---
title: "Response functions"
date: "`r Sys.Date()`"
authors: Jonathan Kennel, Beth Parker
vignette: >
  %\VignetteEngine{knitr::rmarkdown}
  %\VignetteIndexEntry{Response Functions}
  %\VignetteEncoding{UTF-8}
bibliography: staticbe.bib
link-citations: no
---


```{r, include = FALSE}
knitr::opts_chunk$set(
  collapse = TRUE,
  fig.ext = 'png',
  comment = "#>"
)
```

```{r setup, results = 'hide', echo = FALSE, warning = FALSE, message = FALSE}

library(waterlevel)
library(earthtide)
library(data.table)
library(plotly)
library(recipes)
library(rlang)
library(purrr)
library(dplyr)
library(fftw)

data(transducer)

max_lag_baro <- 43200/diff(as.numeric(transducer[1:2]$datetime))
lag_baro_spacing <- 5

max_lag_et <- 21600/diff(as.numeric(transducer[1:2]$datetime))
lag_et_spacing <- 15

ns_df <- 31

```

```{r plotwl, echo = FALSE, fig.height = 2, fig.margin = TRUE}

par(mar = c(2,5,0.5,0.5), mgp = c(3.5, 0.5, 0))
plot(baro~datetime, transducer, type = 'l', 
     las = 1, lwd = 2, col = '#BC5696',
     xlab = '', ylab = 'baro (dbar)')

plot(wl~datetime, transducer, type = 'l', 
     las = 1, lwd = 2, col = '#5696BC',
     xlab = '', ylab = 'wl (dbar)')

plot(et~datetime, transducer, type = 'l', 
     las = 1, lwd = 2, col = '#96BC56',
     xlab = '', ylab = 'Synthetic gravity')

```

# Introduction

Response functions can provide a more complete picture than single value methods that were presented in the [Static BE vignette](staticbe.html). Static BE methods tend to be very simple to apply but their interpretation and any derivative values determined from them should be treated as rough estimates in all but the most ideal circumstances. In the [Synthetic example vignette](synthetic_example.html) we fit barometric response functions for a synthetic dataset with a known response function to test the efficiency of different methods.
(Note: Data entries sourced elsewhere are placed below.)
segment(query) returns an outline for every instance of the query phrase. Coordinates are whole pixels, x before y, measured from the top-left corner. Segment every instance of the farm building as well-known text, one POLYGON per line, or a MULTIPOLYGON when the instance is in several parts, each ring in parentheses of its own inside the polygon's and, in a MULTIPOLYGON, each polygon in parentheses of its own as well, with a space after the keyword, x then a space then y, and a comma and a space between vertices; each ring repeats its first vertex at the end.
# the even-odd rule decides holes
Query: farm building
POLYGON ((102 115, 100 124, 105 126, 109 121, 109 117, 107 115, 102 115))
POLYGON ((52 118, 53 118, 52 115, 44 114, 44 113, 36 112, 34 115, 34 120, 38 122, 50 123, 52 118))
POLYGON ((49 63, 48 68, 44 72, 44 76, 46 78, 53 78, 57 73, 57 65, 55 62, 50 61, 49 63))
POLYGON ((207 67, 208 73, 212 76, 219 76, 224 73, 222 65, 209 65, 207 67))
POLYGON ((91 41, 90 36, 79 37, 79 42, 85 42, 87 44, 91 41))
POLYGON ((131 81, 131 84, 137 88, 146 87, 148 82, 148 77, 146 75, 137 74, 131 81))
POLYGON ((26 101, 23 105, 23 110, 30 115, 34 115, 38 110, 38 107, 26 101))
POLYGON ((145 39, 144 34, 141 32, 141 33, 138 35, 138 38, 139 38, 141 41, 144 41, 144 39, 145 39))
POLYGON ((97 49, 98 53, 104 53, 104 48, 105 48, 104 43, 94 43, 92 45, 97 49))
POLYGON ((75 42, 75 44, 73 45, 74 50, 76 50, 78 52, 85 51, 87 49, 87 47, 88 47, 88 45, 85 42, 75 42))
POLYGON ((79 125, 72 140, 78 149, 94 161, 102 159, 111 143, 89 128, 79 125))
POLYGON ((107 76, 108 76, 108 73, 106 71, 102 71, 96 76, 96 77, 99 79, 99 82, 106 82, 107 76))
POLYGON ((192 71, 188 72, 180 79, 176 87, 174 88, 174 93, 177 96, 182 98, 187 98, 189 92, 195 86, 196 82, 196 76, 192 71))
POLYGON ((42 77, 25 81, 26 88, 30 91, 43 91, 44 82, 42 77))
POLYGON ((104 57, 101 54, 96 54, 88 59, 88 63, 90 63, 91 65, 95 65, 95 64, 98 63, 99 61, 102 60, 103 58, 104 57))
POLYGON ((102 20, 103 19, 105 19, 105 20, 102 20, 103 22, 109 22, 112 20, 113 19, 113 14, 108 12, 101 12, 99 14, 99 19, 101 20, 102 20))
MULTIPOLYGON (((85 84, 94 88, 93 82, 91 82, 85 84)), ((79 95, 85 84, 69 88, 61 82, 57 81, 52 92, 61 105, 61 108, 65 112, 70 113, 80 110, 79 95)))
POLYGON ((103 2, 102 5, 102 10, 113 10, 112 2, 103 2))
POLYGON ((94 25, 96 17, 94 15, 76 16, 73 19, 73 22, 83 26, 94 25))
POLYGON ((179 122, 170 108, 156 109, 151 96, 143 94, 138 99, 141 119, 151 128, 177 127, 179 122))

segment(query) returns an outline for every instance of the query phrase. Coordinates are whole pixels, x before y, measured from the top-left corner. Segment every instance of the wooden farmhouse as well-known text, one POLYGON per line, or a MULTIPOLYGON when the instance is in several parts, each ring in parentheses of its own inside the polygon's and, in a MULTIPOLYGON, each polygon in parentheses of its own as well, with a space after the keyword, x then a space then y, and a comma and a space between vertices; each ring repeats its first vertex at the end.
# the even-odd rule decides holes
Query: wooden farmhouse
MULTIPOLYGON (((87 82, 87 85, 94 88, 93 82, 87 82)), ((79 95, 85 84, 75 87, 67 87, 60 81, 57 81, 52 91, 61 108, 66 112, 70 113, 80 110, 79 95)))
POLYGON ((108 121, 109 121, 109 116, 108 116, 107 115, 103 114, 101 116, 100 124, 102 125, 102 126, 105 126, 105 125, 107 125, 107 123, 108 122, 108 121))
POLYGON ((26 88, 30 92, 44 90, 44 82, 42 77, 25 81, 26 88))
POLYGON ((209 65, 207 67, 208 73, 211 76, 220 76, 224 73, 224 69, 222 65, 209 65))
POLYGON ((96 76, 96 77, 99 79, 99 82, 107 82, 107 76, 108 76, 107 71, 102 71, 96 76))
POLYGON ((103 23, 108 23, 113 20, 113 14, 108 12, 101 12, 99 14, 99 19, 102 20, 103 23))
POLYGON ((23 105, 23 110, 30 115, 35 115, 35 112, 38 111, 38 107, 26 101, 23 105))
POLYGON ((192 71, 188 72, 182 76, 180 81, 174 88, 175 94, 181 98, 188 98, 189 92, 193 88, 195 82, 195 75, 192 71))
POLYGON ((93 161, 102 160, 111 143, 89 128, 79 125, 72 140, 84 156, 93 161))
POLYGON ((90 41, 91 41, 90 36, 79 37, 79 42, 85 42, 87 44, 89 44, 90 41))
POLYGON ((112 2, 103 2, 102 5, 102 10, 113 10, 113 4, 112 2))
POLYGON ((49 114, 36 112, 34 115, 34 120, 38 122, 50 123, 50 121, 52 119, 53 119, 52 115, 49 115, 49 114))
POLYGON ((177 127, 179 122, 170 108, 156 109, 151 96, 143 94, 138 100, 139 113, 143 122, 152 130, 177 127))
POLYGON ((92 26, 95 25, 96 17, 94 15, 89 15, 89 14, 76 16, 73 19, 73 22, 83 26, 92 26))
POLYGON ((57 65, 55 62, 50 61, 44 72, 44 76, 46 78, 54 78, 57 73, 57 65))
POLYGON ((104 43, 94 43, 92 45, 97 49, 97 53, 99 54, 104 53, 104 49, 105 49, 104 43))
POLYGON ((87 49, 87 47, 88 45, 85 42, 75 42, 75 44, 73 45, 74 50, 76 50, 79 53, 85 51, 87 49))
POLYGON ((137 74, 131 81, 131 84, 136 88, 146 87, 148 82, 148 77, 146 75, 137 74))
This vignette shows how to calculate the impulse response functions (time domain) and frequency response functions (frequency domain) for water levels, barometric pressure and Earth tides using field data.  Including terms for Earth tides is suggested for confined and semi-confined aquifers so our examples will show how to easily include them with the *earthtide* package.


---


## Time domain barometric response function

We have decided to take the approach used in the *recipes* package for the time being where we provide steps to build our dataset to be used for linear regression.  By building the dataset with a _recipe_, it also allows for the user to easily specify the model of choice.  For our examples we will use the _lm_ function to determine the appropriate parameters.  By the end of the time-domain section we will have fit the data using the following methods:

- Lagged barometric response
    - Regular spaced [@rasmussen1997identifying]
    - Irregular spacing 
    - Distributed lag 
- Earth tides 
    - Harmonic (specified frequencies) [@rasmussen2007monitoring]
    - Theoretical 
        - Lagged [@toll2007removal]
        - Harmonic constituents [@wenzel1996nanogal]
- Background trend (spline fit)
- Level shifts

---

### Regular and irregular spaced lag method

Regular and irregular lag models can be specified in the same manner. In this example we generate a set of regularly spaced lags using seq, but they could be specified individually or with another function.  We find logarithmically spaced lags generated with _log_lags_ can work well to get good resolution at early times while still having a parsimoneous model.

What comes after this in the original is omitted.